Politicians, business chiefs, bankers and celebrities will meet in the Swiss Alps under the banner "Creating a Shared Future in a Fractured World" for the four-day gathering against an unsettling global backdrop. A decade after the bankruptcy of U.S. investment bank Lehman Brothers helped trigger a global financial crisis, economic growth has returned and stock markets are hitting record highs. Yet there is a nagging fear among many in Davos that the brighter economic outlook could turn out to be little more than a mirage if the daunting array of geopolitical threats - from protectionism and climate change to cyber attacks and outright war - gather pace in 2018.
"Not all geopolitical threats are threats to financial markets," Axel Weber, the chairman of Swiss bank UBS and former president of the German Bundesbank told Reuters. "But I agree that there may be a disconnect, which has been going on for some time already and may well continue for some time."
The Global Risks Report published by the WEF last week showed that many see a heightened risk of political and economic confrontations between major powers this year.
Trump is a source of much of this anxiety after a volatile first year in office in which he has turned American foreign policy on its head. The leaders of Europe's biggest countries, absent from Davos last year and emboldened by their own economic recovery, will offer an alternative vision to Trump and Chinese President Xi Jinping, who the Europeans say has failed to deliver on his promise of a year ago to open China up to foreign investment.
The charge will be led by French President Emmanuel Macron, the new star of European politics, who in an audacious move, has invited many of the business leaders who will be in Davos to the Palace of Versailles yesterday to press them to invest in France. When he speaks in Davos on Wednesday, the former investment banker will offer his own "diagnosis" of globalisation and set out a vision for addressing widening inequalities, global warming and the rise of nationalism, his advisers say.

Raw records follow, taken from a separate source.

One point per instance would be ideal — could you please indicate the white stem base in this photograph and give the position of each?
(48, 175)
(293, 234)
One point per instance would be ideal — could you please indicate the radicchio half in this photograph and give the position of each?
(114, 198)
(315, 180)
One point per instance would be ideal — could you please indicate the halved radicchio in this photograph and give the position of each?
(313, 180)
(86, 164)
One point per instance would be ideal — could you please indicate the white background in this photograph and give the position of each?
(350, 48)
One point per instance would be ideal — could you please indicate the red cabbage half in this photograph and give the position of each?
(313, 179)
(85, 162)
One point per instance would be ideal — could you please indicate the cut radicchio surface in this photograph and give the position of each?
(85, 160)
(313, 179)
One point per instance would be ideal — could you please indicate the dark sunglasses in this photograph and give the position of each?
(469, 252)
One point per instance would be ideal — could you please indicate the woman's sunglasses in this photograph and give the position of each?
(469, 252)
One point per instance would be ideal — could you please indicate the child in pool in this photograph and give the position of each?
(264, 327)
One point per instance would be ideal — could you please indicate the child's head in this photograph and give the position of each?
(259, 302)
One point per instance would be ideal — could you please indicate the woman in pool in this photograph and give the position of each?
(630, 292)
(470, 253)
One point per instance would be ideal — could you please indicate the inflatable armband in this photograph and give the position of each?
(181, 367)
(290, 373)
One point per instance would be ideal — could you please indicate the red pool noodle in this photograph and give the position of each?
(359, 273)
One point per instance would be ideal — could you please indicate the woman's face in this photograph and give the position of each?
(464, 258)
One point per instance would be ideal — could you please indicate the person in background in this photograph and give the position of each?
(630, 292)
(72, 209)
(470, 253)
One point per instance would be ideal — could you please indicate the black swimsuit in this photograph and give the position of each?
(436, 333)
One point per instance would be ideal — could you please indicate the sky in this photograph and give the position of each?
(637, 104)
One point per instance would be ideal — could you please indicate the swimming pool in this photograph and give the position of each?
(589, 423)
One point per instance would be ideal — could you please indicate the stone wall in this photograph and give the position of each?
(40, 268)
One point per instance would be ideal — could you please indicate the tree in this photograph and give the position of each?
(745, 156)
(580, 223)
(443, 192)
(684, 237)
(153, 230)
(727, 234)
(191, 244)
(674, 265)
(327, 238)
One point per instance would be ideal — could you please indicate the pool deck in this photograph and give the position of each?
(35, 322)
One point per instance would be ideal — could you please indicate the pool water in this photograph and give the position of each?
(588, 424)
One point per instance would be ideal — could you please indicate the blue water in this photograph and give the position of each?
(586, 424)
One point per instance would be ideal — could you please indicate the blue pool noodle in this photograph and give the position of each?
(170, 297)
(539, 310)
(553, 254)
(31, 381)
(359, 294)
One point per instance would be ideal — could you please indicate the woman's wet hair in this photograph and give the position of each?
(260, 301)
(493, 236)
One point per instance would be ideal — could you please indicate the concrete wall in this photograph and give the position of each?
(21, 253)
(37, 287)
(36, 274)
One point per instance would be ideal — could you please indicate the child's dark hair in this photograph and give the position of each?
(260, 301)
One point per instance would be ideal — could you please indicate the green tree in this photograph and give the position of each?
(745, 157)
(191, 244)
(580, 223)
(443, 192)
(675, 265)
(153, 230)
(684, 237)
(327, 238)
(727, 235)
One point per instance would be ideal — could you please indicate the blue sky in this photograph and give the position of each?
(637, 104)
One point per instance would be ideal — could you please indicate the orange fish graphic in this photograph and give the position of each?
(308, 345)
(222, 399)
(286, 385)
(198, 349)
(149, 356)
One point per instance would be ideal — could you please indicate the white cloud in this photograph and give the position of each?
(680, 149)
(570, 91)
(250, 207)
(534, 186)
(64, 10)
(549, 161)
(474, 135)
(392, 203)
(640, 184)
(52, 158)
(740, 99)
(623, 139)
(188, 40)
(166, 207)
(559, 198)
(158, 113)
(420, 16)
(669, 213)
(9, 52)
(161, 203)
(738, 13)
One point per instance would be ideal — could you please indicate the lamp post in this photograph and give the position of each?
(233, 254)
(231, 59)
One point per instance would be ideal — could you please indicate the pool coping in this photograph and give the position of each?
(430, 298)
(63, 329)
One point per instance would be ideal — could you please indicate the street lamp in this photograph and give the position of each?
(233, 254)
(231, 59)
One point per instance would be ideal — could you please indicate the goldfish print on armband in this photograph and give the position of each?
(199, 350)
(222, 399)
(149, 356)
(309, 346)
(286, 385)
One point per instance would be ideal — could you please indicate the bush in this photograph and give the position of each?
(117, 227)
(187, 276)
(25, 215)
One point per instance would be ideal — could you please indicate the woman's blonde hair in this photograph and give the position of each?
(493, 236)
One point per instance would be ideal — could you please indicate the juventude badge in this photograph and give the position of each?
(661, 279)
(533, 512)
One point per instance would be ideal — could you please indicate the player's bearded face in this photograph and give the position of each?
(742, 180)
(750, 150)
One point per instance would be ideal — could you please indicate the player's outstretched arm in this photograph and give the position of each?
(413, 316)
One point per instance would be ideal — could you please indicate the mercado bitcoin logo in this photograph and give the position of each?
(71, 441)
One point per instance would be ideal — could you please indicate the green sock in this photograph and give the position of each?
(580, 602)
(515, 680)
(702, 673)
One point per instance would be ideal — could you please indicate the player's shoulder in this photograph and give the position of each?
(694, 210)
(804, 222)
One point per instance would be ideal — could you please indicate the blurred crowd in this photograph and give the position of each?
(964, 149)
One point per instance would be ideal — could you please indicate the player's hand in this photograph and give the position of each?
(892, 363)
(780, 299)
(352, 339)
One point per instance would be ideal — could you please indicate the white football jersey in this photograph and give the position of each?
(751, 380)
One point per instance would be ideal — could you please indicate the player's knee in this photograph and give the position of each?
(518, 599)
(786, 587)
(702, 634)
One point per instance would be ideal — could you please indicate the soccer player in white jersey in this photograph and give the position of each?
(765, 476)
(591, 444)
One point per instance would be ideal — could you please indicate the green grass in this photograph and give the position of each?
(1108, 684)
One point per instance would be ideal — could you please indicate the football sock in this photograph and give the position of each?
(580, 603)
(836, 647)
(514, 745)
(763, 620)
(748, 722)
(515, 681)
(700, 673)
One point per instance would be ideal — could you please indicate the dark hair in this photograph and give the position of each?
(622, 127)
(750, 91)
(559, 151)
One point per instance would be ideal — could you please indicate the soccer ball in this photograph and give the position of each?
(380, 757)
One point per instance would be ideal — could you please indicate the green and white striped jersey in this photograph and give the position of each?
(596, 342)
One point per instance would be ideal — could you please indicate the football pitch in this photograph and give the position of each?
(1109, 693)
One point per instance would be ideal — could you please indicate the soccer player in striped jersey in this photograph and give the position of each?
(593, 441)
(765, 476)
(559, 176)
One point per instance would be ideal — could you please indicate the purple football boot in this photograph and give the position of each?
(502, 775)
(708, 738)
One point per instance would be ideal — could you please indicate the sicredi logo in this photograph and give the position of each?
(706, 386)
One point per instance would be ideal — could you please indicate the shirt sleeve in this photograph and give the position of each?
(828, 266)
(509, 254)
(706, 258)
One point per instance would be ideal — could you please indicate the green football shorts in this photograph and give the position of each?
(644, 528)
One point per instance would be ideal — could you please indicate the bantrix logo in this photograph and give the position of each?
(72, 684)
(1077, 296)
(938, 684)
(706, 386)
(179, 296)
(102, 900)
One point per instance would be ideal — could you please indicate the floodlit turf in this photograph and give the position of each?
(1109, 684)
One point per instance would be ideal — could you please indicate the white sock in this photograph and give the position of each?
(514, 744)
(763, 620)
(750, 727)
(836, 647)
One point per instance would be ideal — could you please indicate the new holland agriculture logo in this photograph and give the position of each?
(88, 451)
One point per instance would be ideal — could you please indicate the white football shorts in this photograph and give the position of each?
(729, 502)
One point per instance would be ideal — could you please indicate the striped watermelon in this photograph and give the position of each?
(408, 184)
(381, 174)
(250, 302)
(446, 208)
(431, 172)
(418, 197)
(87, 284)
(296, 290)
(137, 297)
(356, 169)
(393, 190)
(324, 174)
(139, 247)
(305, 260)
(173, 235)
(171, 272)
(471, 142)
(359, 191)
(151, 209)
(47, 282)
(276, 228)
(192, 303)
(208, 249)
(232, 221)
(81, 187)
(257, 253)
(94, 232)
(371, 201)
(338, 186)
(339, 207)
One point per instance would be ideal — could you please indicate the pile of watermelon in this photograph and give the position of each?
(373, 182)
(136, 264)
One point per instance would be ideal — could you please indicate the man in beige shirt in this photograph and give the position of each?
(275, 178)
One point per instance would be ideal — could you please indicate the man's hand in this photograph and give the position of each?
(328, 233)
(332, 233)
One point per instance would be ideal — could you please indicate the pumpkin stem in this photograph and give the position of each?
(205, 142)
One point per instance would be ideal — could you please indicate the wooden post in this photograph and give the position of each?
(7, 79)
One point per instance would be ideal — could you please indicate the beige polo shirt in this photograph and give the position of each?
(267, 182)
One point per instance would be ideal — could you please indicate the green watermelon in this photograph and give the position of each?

"I don't think Macron will be able to resist being the counter-Trump," said Robin Niblett, director of the Chatham House think tank in London. Macron will be joined by German Chancellor Angela Merkel, returning to the world stage after months of political limbo at home, and Italian Prime Minister Paolo Gentiloni. European Commission President Jean-Claude Juncker, back in Davos after a 20-year absence, is also due to speak.
This year's conference will include several sessions on sexual harassment, a nod to the #MeToo movement that erupted after allegations of sexual misconduct by Hollywood producer Harvey Weinstein. Criticised in past years for not representing women, the WEF appointed seven female co-chairs this year, including Christine Lagarde, the head of the International Monetary Fund (IMF) and Ginni Rometty, the CEO of IBM.
Among the other leaders attending are British Prime Minister Theresa May, Israel's Benjamin Netanyahu and several African leaders, including Zimbabwe's new president Emmerson Mnangagwa. Last year, the sole envoy from the Trump camp in the week leading up to his inauguration was Anthony Scaramucci, the New York financier who was sacked after just 10 days as White House communications director. For the first time in years, Iran will not be represented.